Automakers reported November US sales on Thursday, and they beat expectations.
According to Autodata, sales rose at a seasonally adjusted annual rate of 17.87 million vehicles. Economists estimated that sales would rise at a rate of 17.7 million, Business Insider’s Akin Oyedele reported.
With just one month left before 2016 is in the books, the US market could conceivably break last year’s record total, when 17.5 million new cars and trucks rolled off dealer lots.
That many new autos had never sold in the US before. But records were made to be broken – and 2016 could be another record-breaking year.
There will be plenty of justified celebrating if this happens, but the market dynamics at the end of 2016 are different from what they were at the end of 2015.
Sales last year were being driven by three key factors: cheap gas, relatively high average vehicle age for cars on the road (over 11 years), and flowing credit. Carmakers were made very happy by these fundamentals because consumers were buying pickups and SUVs, the vehicles that bring in the most profits.
Bigger – but not better?
Those key factors remain in place, but the US market probably shouldn’t be expanding at this juncture. It should have plateaued at a high level, staying there as the pent-up demand from the post-financial-crisis year is worked through.
The consensus among market-watchers is that the continued strong sales, elevated above 2015, are being buoyed by incentive spending. The automakers effectively discount their vehicles, spending their profits to maintain sales, and in the process holding their market shares.
- dodge challenger1/Flickr
If you ask around the industry, you’ll perceive no sense of panic about this, and you’ll hear that incentive spending is rising somewhat in unison.
So is this anything to worry about?
It all depends on when you think a market retreat will arrive.
The auto industry is a cyclical business, and sales always fall.

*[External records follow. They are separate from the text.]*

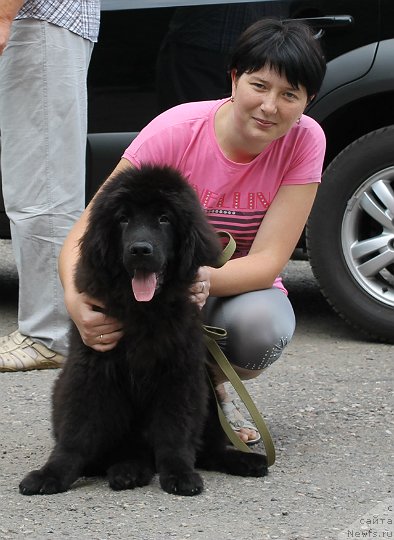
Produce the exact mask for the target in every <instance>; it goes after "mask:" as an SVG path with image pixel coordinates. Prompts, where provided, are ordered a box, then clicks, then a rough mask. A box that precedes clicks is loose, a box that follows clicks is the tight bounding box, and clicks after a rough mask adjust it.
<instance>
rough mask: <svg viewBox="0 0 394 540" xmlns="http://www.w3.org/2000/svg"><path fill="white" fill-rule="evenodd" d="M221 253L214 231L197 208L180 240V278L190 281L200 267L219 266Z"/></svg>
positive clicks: (219, 244) (220, 246)
mask: <svg viewBox="0 0 394 540" xmlns="http://www.w3.org/2000/svg"><path fill="white" fill-rule="evenodd" d="M189 217H190V215H189ZM221 253H222V247H221V243H220V241H219V238H218V236H217V234H216V232H215V229H214V228H213V227H212V226H211V225H210V224H209V223H208V221H207V219H206V217H205V215H204V213H203V211H202V210H201V209H200V208H197V209H196V211H195V213H194V215H193V217H192V219H190V220H189V221H188V223H187V228H185V235H184V237H183V238H181V245H180V260H179V261H178V263H179V266H178V271H179V274H180V278H181V279H182V280H186V281H189V280H192V279H193V278H194V276H195V275H196V272H197V270H198V268H199V267H200V266H213V267H218V266H220V264H221V260H220V259H221Z"/></svg>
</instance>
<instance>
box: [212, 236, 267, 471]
mask: <svg viewBox="0 0 394 540" xmlns="http://www.w3.org/2000/svg"><path fill="white" fill-rule="evenodd" d="M218 234H219V236H220V237H222V238H226V239H227V240H228V242H227V245H226V246H225V247H224V249H223V253H222V259H221V263H222V265H223V264H225V263H226V262H227V261H228V260H229V259H230V257H231V256H232V254H233V253H234V251H235V241H234V238H233V237H232V236H231V235H230V234H229V233H227V232H225V231H219V233H218ZM203 331H204V340H205V344H206V346H207V348H208V351H209V353H210V354H211V356H212V358H213V359H214V360H215V361H216V363H217V365H218V366H219V368H220V369H221V371H222V372H223V374H224V375H225V376H226V378H227V379H228V381H229V382H230V383H231V385H232V386H233V388H234V390H235V391H236V392H237V394H238V396H239V397H240V399H241V400H242V401H243V403H244V405H245V407H246V408H247V410H248V411H249V413H250V416H251V417H252V419H253V421H254V423H255V425H256V428H257V430H258V431H259V433H260V435H261V439H262V441H263V444H264V447H265V451H266V456H267V464H268V466H271V465H273V464H274V463H275V446H274V443H273V440H272V437H271V434H270V432H269V429H268V427H267V425H266V424H265V422H264V420H263V418H262V416H261V414H260V412H259V411H258V409H257V407H256V405H255V404H254V402H253V400H252V398H251V397H250V395H249V392H248V391H247V390H246V388H245V386H244V384H243V383H242V381H241V379H240V378H239V377H238V375H237V373H236V372H235V370H234V368H233V367H232V366H231V364H230V362H229V361H228V359H227V357H226V355H225V354H224V353H223V351H222V349H221V348H220V347H219V345H218V343H217V342H218V340H220V339H221V338H223V337H225V336H226V335H227V332H226V330H224V329H223V328H216V327H213V326H206V325H203ZM210 381H211V385H212V388H213V390H214V393H215V396H216V402H217V408H218V415H219V420H220V423H221V425H222V428H223V430H224V432H225V433H226V435H227V437H228V438H229V439H230V441H231V442H232V444H233V445H234V446H235V447H236V448H238V449H239V450H242V451H243V452H251V451H252V450H251V449H250V448H249V446H248V445H247V444H246V443H244V442H243V441H242V440H241V439H240V438H239V437H238V436H237V435H236V433H235V432H234V430H233V429H232V427H231V426H230V424H229V422H228V420H227V418H226V416H225V414H224V412H223V409H222V406H221V404H220V401H219V400H218V399H217V395H216V392H215V387H214V384H213V381H212V380H211V379H210Z"/></svg>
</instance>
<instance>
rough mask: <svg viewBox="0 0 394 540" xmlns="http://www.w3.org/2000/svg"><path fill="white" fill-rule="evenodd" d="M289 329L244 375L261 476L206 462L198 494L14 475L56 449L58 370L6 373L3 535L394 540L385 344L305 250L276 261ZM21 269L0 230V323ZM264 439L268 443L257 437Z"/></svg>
mask: <svg viewBox="0 0 394 540" xmlns="http://www.w3.org/2000/svg"><path fill="white" fill-rule="evenodd" d="M284 277H285V282H286V285H287V287H288V289H289V290H290V298H291V299H292V301H293V305H294V308H295V311H296V315H297V321H298V324H297V330H296V334H295V337H294V338H293V340H292V342H291V344H290V345H289V346H288V348H287V350H286V352H285V353H284V354H283V355H282V358H281V359H280V360H279V361H278V362H276V364H274V365H273V366H272V367H271V368H270V369H269V370H267V372H266V373H265V375H264V376H262V377H260V378H259V379H257V380H254V381H251V382H249V383H247V387H248V389H249V392H250V393H251V395H252V396H253V398H254V400H255V402H256V404H257V406H258V408H259V409H260V411H261V412H262V413H263V415H264V417H265V420H266V422H267V424H268V425H269V427H270V430H271V434H272V437H273V439H274V442H275V446H276V452H277V460H276V463H275V464H274V466H273V467H271V468H270V472H269V475H268V476H267V477H266V478H263V479H255V478H238V477H231V476H226V475H223V474H219V473H211V472H204V471H203V472H202V476H203V478H204V483H205V490H204V492H203V493H202V494H201V495H199V496H196V497H179V496H175V495H169V494H167V493H165V492H163V491H162V490H161V489H160V487H159V485H158V481H157V479H154V481H153V482H152V484H151V485H149V486H147V487H144V488H138V489H135V490H132V491H122V492H114V491H112V490H110V488H109V487H108V485H107V483H106V481H105V479H103V478H90V479H81V480H80V481H78V482H77V483H76V484H75V485H74V486H73V487H72V489H71V490H70V491H68V492H67V493H63V494H58V495H53V496H33V497H26V496H22V495H20V494H19V492H18V483H19V481H20V480H21V478H22V477H23V476H24V475H25V474H26V473H27V472H28V471H30V470H32V469H34V468H38V467H40V466H41V465H42V464H43V463H44V462H45V460H46V458H47V456H48V454H49V452H50V450H51V448H52V439H51V426H50V420H49V416H50V394H51V388H52V384H53V381H54V379H55V377H56V376H57V370H48V371H32V372H25V373H23V372H19V373H2V374H0V398H1V408H0V540H8V539H23V538H29V539H33V540H36V539H37V540H47V539H55V538H56V539H58V538H71V539H92V540H107V539H108V540H112V539H114V540H115V539H133V540H134V539H135V540H171V539H176V540H186V539H191V540H224V539H238V540H244V539H245V540H249V539H250V540H268V539H274V538H275V539H280V540H306V539H315V540H323V539H329V540H337V539H338V540H343V539H345V538H393V532H394V525H393V521H394V515H393V506H394V495H393V493H392V487H393V423H394V422H393V414H392V406H393V362H394V354H393V346H391V345H387V344H382V343H375V342H370V341H368V340H366V339H364V338H363V337H362V336H360V335H359V334H358V333H357V332H355V331H353V330H352V329H350V328H349V327H348V326H347V325H346V324H345V323H344V322H343V321H342V320H341V319H340V318H338V316H337V315H335V314H334V313H333V312H332V311H331V309H330V308H329V306H328V305H327V304H326V302H325V301H324V299H323V298H322V297H321V295H320V293H319V290H318V287H317V284H316V282H315V280H314V278H313V276H312V274H311V271H310V268H309V265H308V263H307V262H305V261H292V262H290V263H289V265H288V267H287V268H286V271H285V273H284ZM16 309H17V275H16V270H15V265H14V263H13V258H12V255H11V250H10V244H9V242H7V241H0V335H4V334H6V333H9V332H11V331H13V330H14V329H15V328H16V320H17V314H16ZM259 450H260V451H262V449H261V448H260V449H259Z"/></svg>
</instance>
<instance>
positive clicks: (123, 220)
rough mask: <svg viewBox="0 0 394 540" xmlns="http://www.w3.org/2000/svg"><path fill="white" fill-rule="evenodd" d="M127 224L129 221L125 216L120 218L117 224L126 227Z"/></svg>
mask: <svg viewBox="0 0 394 540" xmlns="http://www.w3.org/2000/svg"><path fill="white" fill-rule="evenodd" d="M128 222H129V219H128V217H127V216H120V218H119V223H120V225H127V224H128Z"/></svg>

In a crisis, they could fall to a 10-million annual pace in the US.
But from current levels, a run-of-the mill dip would bring the market down to a 15-16 million level.
If the pullback is modest, that’s still around 1.5-2 million fewer overall sales, a significant amount.
My take is that 2016 could very well beat 2015’s record. The sales numbers are simply coming in too strong to hold that achievement back.
But once all the Champagne is drunk, a near-18-million sales year should give the industry pause, because the market isn’t sustainable at a 17.5-18 million level in the same way it was at 16.5-17.5 million.
- Business Insider
The calculation at the automakers’ HQs might be that the time is now to gorge on high-profit sales, before the downturn hits. But because I now think a certain amount of demand is being pulled forward in time, the contraction could begin in mid-2017, ahead of an admittedly unpredictable schedule.
Then the question becomes, “How severe will it be?”
Maybe not so severe. But it’s hard to call these types of events, because other factors can come into play.
For example, the Federal Reserve might raise interest rates, tamping down some marginal lending activity. Or subprime lending defaults could increase. After expanding their household balance sheets, consumers may decide that they need to slow down on their borrowing.
So while the US auto market is on the verge of setting another record, that milestone will be less likely to be surpassed by the end of 2017.